UXL Newsmakers, (2005)

His reputation for fairness and ability to provide leadership earned him the unprecedented promotion, given his youthful age of 43, to the post of FBI director. President Bill Clinton's decision to fire FBI Director William Sessions came on July 19, 1993, owing to questions raised beginning in October 1992 about Sessions' personal abuse of office. Sessions was known to travel in an armored limousine and in a private jet at taxpayers' expense. Now the president needed the appointment of someone who could lead the bureau at a transitional time in its history and at the same time win quick confirmation. Nominated on July 20, 1993, Freeh's reputation in the law enforcement community and with leaders of the Senate (notably Senators Daniel Moynihan, Sam Nunn, and Joseph Biden) resulted in a trouble-free and speedy Senate confirmation on August 6, 1993.

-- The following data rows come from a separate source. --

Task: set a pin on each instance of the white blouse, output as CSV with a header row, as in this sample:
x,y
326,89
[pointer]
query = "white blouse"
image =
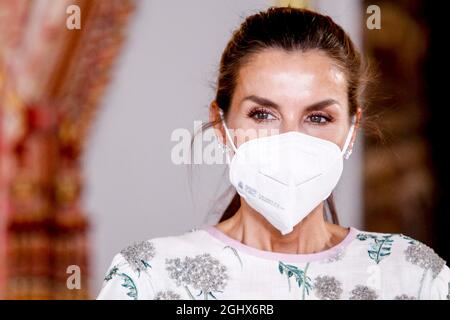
x,y
205,263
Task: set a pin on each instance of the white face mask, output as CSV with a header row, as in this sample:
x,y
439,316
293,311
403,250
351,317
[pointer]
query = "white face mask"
x,y
285,176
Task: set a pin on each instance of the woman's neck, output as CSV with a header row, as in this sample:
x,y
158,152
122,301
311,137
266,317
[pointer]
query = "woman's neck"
x,y
313,234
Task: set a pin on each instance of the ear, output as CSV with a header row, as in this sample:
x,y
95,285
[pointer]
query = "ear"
x,y
214,117
355,131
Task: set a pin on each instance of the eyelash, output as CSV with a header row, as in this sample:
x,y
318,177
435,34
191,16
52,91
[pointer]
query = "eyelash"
x,y
261,110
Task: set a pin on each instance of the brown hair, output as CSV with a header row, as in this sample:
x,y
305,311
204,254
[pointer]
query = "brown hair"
x,y
290,29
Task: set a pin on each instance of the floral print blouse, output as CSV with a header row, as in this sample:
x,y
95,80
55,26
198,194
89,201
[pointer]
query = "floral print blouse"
x,y
205,263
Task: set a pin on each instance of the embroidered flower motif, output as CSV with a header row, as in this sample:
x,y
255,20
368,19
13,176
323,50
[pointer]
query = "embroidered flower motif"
x,y
203,272
424,257
361,292
404,297
167,295
138,255
327,288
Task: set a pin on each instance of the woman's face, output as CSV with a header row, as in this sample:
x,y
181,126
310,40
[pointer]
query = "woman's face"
x,y
289,91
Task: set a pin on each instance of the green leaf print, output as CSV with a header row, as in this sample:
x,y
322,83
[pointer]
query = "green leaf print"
x,y
302,280
127,281
129,284
111,273
380,247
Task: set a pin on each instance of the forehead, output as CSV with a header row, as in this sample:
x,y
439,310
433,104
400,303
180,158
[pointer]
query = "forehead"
x,y
295,75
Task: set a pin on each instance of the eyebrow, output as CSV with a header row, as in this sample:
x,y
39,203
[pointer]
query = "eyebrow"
x,y
268,103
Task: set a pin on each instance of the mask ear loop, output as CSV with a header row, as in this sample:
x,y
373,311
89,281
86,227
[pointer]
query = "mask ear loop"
x,y
228,135
346,152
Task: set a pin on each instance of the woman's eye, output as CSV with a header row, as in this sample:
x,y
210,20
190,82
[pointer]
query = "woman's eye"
x,y
318,119
261,115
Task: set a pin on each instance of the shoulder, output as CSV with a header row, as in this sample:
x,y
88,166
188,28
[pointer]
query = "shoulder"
x,y
401,248
137,271
411,260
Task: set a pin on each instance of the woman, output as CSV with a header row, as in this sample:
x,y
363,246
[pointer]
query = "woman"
x,y
296,76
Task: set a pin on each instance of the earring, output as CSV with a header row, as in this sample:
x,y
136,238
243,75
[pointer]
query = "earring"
x,y
348,152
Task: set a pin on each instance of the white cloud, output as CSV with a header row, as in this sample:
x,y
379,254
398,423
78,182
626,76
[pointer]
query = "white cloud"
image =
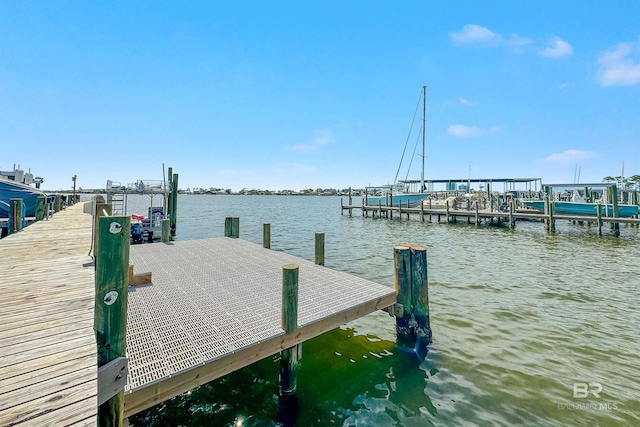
x,y
305,148
472,33
558,49
462,131
321,137
569,156
515,42
618,67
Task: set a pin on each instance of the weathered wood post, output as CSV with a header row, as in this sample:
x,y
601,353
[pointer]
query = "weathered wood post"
x,y
166,230
319,248
614,202
402,284
413,327
289,323
266,235
110,322
16,216
232,227
420,299
41,208
511,210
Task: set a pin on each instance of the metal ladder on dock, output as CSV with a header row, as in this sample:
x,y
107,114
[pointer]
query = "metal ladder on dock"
x,y
117,198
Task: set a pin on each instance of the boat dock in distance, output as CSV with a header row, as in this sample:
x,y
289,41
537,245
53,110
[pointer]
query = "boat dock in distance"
x,y
201,309
578,203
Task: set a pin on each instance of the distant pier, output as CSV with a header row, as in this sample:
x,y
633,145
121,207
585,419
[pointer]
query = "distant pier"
x,y
195,311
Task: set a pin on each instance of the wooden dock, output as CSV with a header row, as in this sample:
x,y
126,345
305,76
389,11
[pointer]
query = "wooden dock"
x,y
48,373
213,306
478,216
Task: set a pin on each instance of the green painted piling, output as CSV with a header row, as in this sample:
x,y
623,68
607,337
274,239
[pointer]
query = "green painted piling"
x,y
110,310
232,227
266,235
319,248
166,230
16,215
402,284
41,206
289,323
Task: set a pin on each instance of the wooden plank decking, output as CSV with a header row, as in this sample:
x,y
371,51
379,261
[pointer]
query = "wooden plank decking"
x,y
48,373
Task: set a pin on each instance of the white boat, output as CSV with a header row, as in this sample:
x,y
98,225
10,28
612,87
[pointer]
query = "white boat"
x,y
398,194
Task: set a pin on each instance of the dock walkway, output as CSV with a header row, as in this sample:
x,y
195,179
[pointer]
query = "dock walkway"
x,y
213,306
48,373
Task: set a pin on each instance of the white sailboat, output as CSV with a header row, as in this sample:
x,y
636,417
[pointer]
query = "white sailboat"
x,y
398,193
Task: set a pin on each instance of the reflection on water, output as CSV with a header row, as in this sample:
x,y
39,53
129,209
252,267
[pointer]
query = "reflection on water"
x,y
518,318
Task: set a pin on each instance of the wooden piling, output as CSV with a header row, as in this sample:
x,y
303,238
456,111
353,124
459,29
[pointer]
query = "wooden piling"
x,y
614,202
448,218
232,227
402,284
420,300
289,323
16,216
478,213
41,206
110,324
166,230
266,235
319,248
511,209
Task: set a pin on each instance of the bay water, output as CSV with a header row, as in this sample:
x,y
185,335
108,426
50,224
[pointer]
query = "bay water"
x,y
529,327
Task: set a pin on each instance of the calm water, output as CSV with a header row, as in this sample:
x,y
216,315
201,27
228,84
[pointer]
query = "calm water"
x,y
519,319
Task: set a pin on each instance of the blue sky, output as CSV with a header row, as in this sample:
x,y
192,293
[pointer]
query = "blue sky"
x,y
293,95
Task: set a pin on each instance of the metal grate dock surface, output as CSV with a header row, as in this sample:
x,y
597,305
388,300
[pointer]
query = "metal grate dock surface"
x,y
212,298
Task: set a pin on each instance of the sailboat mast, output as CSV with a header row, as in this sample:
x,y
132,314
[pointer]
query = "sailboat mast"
x,y
424,131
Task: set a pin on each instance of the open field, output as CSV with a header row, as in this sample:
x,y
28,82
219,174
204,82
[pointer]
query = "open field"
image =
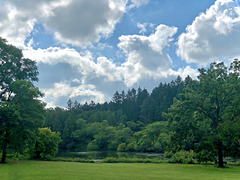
x,y
68,170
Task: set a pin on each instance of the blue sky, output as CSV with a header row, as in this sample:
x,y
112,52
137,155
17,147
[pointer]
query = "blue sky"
x,y
88,50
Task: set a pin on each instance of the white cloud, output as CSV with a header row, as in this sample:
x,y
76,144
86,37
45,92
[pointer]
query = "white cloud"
x,y
144,27
83,22
212,35
138,3
146,55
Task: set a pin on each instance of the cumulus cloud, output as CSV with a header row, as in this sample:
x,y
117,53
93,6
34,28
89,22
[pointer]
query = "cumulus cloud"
x,y
82,22
212,35
66,73
138,3
146,54
144,27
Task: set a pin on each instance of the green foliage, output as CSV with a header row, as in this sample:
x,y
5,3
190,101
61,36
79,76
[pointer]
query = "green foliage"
x,y
205,115
21,113
39,170
45,145
185,157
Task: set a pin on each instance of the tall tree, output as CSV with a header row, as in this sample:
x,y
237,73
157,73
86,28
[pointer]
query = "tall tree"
x,y
205,114
20,111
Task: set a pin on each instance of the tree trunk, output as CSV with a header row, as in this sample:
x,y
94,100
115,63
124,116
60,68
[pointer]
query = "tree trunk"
x,y
4,153
220,155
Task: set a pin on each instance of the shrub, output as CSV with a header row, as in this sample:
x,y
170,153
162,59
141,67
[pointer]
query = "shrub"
x,y
45,145
122,147
185,157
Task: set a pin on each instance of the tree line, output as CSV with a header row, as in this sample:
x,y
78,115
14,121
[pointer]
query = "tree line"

Freeh's appointment came at a critical time in the history of the FBI, confronting as he would the twin problems of redefining how the FBI should respond in the post-Cold War era to the international character of organized crime and religiously-based terrorism and at the same time finally settle the legacies of former FBI Director J. Edgar Hoover's controversial 48-year tenure. Under Hoover the FBI had strayed away from law enforcement to monitor and seek to contain the influence of dissident political organizations, had avoided hiring and promoting women and ethnic and racial minorities as agents, and had been constrained from instituting more innovative procedures and revised priorities to ensure successful prosecution of organized crime, political corruption, and white collar crime. Hoover's successors had moved slowly to contain FBI political surveillance, to increase the recruitment and promotion of women and minorities, and to adopt more flexible procedures and innovative strategies to address the more complex problems confronting the law enforcement community. Internal conflict within the bureau hierarchy, moreover, had slowed the pace of these administrative and personnel reforms.

Toward the end of 1993 Freeh traveled to Sicily to honor an Italian official assassinated by the Mafia. The visit and his words became a pledge to curb the Mafia.

Not Without Controversy

Further into his 10-year term, Freeh was beset by a series of embarrassments that tarnished the reputation of the FBI as well as his own. In 1996, the FBI was maligned for being overzealous in its pursuit of Richard Jewell, suspected of detonating a bomb at the 1996 Olympics in Atlanta. Jewell turned out to be innocent. The bureau's crime laboratory was found by the Justice Department's Inspector General in 1997 to be so sloppy in its practices that it potentially tainted hundreds of cases. "We're going to get hundreds, if not thousands, of motions that are going to encompass every part of the lab, from latent-fingerprint comparisons to tire-tread analysis," said one ranking FBI agent.